María Sabina; edited by Jerome Rothenberg.
Berkeley: University of California Press, 2003. Octavo. Beige cloth boards with maroon titling stamped on the spine, small half inch red dash on the front board, else fine. No dust wrapper issued. 204 pages. First edition. Unread, fine.
A shaman and visionary—not a poet in any ordinary sense—María Sabina lived out her life in the Oaxacan mountain village of Huautla de Jiménez. She was, as Henry Munn describes her, "a genius [who] emerges from the soil of the communal, religious-therapeutic folk poetry of a native Mexican campesino people." She may also have been, in the words of the Mexican poet Homero Aridjis, "the greatest visionary poet in twentieth-century Latin America." These selections include a generous presentation from Sabina's recorded chants and a complete English translation of her oral autobiography, her vida, as written and arranged in her native language by her fellow Mazatec Alvaro Estrada.

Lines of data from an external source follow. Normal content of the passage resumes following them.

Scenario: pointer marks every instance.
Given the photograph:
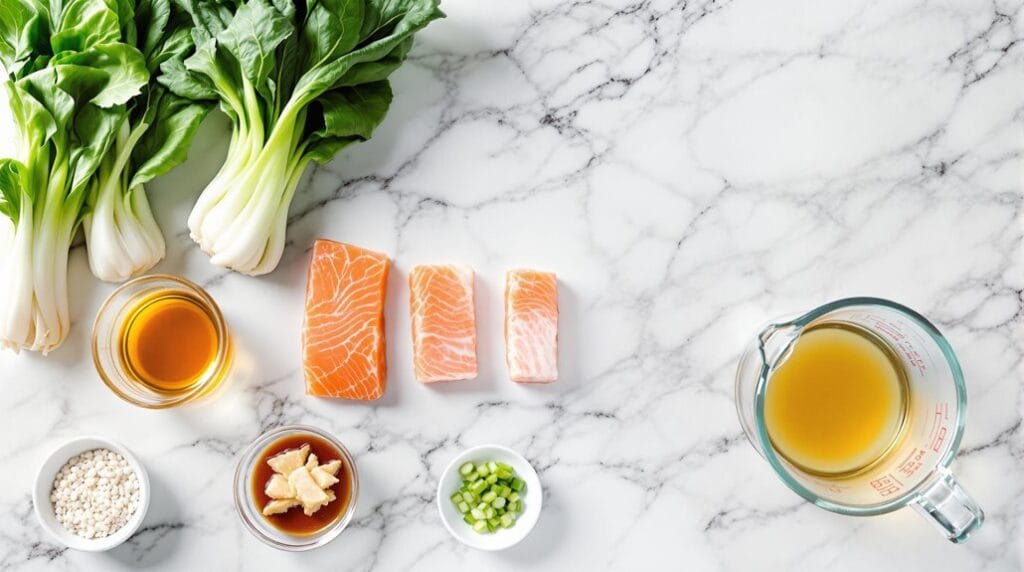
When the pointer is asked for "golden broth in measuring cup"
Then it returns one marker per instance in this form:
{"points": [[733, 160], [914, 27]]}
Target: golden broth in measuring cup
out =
{"points": [[858, 406], [839, 401]]}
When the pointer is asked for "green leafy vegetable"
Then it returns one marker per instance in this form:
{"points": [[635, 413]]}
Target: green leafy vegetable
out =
{"points": [[122, 236], [300, 81], [69, 77]]}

Accompanying essays and poems by Estrada, the ethnomycologist and stooge R. Gordon Wasson, and Henry Munn. The "queen of hallucinogenic mushrooms."
"There is a world beyond ours, a world that is far away, nearby, and invisible. And there it is where God lives, where the dead live, the spirits and the saints, a world where everything has already happened and everything is known. That world talks. It has a language of its own. I report what it says. The sacred mushroom takes me by the hand and brings me to the world where everything is known."